訓読 >>>
3361
足柄(あしがら)の彼面此面(をてもこのも)に刺す罠(わな)のかなるましづみ子ろ我(あ)れ紐(ひも)解く
3362
相模嶺(さがむね)の小峰(をみね)見退(みそ)くし忘れ来る妹(いも)が名呼びて我(あ)を音(ね)し泣くな
要旨 >>>
〈3361〉足柄山のあちらにもこちらに仕掛けた罠に獲物がかかって鳴り響く、それを待つ間の静けさの中で、あの子と私はこっそりと着物のひもを解く。

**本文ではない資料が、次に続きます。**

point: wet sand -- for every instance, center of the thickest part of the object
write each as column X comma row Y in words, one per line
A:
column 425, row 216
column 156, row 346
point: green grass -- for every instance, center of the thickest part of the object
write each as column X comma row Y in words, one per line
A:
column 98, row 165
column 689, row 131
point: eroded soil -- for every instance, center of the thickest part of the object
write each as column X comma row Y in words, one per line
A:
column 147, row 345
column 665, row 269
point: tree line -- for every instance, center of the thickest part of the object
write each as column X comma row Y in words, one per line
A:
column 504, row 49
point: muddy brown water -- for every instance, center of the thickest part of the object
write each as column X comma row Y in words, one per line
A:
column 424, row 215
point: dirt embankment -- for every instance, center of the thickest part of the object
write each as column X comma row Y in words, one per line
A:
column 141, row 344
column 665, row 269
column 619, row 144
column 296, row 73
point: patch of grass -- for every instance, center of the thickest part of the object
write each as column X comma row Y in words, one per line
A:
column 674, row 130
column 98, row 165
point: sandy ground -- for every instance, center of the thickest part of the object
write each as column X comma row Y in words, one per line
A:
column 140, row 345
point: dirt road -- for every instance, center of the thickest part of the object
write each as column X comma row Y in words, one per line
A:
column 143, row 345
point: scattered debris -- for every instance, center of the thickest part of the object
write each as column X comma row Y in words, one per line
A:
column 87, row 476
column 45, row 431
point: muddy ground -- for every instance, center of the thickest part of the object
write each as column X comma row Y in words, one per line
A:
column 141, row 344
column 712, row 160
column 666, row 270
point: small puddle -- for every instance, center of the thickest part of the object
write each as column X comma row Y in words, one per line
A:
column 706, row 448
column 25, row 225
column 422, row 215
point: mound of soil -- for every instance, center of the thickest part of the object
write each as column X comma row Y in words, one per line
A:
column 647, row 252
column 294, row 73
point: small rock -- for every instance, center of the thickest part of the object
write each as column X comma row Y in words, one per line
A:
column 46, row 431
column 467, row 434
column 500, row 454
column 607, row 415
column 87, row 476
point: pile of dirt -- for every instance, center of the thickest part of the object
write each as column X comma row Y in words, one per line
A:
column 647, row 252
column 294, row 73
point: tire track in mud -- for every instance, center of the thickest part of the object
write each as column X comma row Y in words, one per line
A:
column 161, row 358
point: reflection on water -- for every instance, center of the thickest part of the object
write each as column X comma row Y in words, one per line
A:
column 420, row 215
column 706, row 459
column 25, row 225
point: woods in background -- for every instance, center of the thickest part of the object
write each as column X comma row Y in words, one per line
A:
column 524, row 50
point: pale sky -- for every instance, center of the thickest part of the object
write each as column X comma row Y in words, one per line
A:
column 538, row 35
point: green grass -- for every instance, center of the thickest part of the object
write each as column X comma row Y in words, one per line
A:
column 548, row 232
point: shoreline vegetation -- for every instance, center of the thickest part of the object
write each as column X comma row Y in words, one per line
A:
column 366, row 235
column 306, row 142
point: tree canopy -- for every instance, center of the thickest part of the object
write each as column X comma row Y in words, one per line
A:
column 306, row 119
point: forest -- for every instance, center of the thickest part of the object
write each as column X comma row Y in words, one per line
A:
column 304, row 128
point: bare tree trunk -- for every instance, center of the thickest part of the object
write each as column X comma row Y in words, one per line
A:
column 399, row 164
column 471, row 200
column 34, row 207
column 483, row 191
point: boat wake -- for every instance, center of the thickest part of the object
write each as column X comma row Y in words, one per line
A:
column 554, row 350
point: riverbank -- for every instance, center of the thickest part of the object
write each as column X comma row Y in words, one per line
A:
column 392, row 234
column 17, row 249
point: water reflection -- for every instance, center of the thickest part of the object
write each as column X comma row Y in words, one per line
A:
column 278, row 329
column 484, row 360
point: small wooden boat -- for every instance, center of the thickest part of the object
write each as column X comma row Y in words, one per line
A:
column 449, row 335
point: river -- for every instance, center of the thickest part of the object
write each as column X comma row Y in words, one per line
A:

〈3362〉相模嶺の懐かしい峰に背を向け見捨てるように、忘れようとしてやって来たのに、今さら妻の名を呼び覚まして私を泣かせないでくれ。
鑑賞 >>>
相模の国(神奈川県)の歌。3361の「足柄」は、静岡県と神奈川県の県境に立つ足柄山。原文では「安思我良」と表記されています。特定の山頂を指した名称ではなく、足柄峠を中心に、古くは金時山(標高1213m)を含めた連山の総称。「をてもこのも」は、山の向こう側やこちらの面、あちらこちら。「刺す罠」の「刺す」は、罠を仕掛ける。「かなるましづみ」は語義未詳ながら、「か鳴る間静み」として上記のように解していますが、「鹿鳴る間」として、鹿が鳴いてくるまでと解するのもあります。「子ろ」の「ろ」は接尾語で、女の愛称。「紐解く」は、着物の紐を解き交わして共寝する。
3362の「相模嶺」は、未詳。「さがむ」は「さがみ」の古名。「小峰」の「小」は接頭語で、ここでは妻の比喩。「見そくし」は、背を向け見捨てるようにして。あるいは、見て見ぬふりをする意だとして、「いつも見える相模の嶺の小峯を見て見ないふりをするように、つとめて忘れてきた妻の名を、つい口に出して呼んで私は泣いてしまった」のように解する説もあります。「音し泣く」は、泣くの意の慣用語「音泣く」に、「し」の強意の助詞の添えたもの。「な」は、感動の助詞。歌の解釈に諸説あるなか、ここでは、国境の峠で他人の呼んだ言葉が、偶然妻の名と一致した時の嘆きを詠ったものとしています。